Use of carbohydrate probes in conjunction with fluorescence-activated cell sorting to select mutant cell lines of Chlamydomonas with defects in cell surface glycoproteins.

Two carbohydrate-binding probes (the lectin concanavalin A and the anti-carbohydrate monoclonal antibody FMG-1) have been utilized in conjunction with fluorescence-activated cell sorting to select cell lines of Chlamydomonas reinhardtii that contain defects in cell surface-exposed glycoproteins. Two very different selection strategies (sorting cells with the lowest binding for the FMG-1 monoclonal antibody or the highest binding of concanavalin A) yield a class of mutant cells that exhibit a total lack of binding of the monoclonal antibody to cell wall and plasma membrane glycoproteins along with an increased affinity for concanavalin A. Detailed characterization of one such mutant cell line, designated L-23, is provided.

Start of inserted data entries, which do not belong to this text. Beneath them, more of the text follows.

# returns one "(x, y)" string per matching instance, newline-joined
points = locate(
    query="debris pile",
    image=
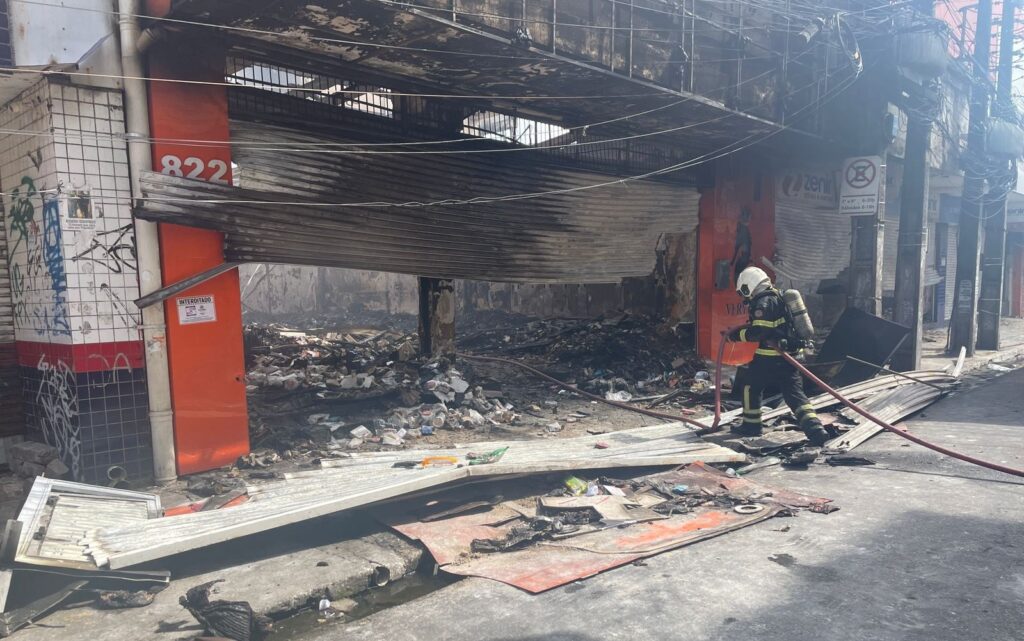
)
(291, 370)
(29, 460)
(317, 392)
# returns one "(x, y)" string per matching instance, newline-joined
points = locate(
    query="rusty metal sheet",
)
(549, 564)
(474, 56)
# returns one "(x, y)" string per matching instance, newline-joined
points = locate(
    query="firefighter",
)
(771, 327)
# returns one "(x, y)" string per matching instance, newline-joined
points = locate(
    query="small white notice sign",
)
(859, 190)
(196, 309)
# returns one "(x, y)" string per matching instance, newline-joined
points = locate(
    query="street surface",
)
(924, 548)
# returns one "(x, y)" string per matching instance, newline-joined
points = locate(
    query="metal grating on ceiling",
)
(289, 210)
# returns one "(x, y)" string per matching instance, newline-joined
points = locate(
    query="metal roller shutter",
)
(812, 245)
(950, 275)
(571, 233)
(932, 276)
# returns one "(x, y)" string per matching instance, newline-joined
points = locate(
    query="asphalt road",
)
(924, 548)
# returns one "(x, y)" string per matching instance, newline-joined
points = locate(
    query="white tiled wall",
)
(91, 157)
(69, 142)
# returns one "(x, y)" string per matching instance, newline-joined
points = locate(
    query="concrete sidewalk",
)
(1011, 347)
(924, 548)
(275, 572)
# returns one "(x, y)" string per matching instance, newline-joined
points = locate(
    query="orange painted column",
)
(736, 228)
(204, 324)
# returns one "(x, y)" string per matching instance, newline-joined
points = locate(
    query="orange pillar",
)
(204, 324)
(737, 224)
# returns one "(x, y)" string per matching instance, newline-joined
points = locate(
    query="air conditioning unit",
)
(1005, 138)
(924, 52)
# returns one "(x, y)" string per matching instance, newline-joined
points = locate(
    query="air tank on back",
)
(801, 319)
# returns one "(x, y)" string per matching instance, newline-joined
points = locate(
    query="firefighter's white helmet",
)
(752, 281)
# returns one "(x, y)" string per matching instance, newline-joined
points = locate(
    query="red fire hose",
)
(900, 433)
(702, 428)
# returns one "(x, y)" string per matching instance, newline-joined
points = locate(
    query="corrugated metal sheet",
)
(569, 234)
(812, 245)
(371, 477)
(952, 238)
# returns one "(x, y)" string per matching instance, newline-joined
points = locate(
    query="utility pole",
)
(912, 234)
(993, 254)
(913, 219)
(963, 329)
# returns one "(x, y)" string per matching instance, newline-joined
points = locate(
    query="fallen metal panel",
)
(57, 514)
(12, 622)
(369, 478)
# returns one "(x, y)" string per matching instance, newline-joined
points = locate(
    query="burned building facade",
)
(555, 157)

The subtle glycosylation defect exhibited by this cell line does not alter the ability of the affected glycoproteins to be targeted to the flagellar membrane and does not affect the expression of flagellar surface motility, a phenomenon that appears to involve the major concanavalin A-binding glycoprotein of the flagellar membrane. This approach has general applicability for dissecting the role of carbohydrate epitopes in the targeting and function of any cell surface glycoprotein for which suitable carbohydrate probes are available.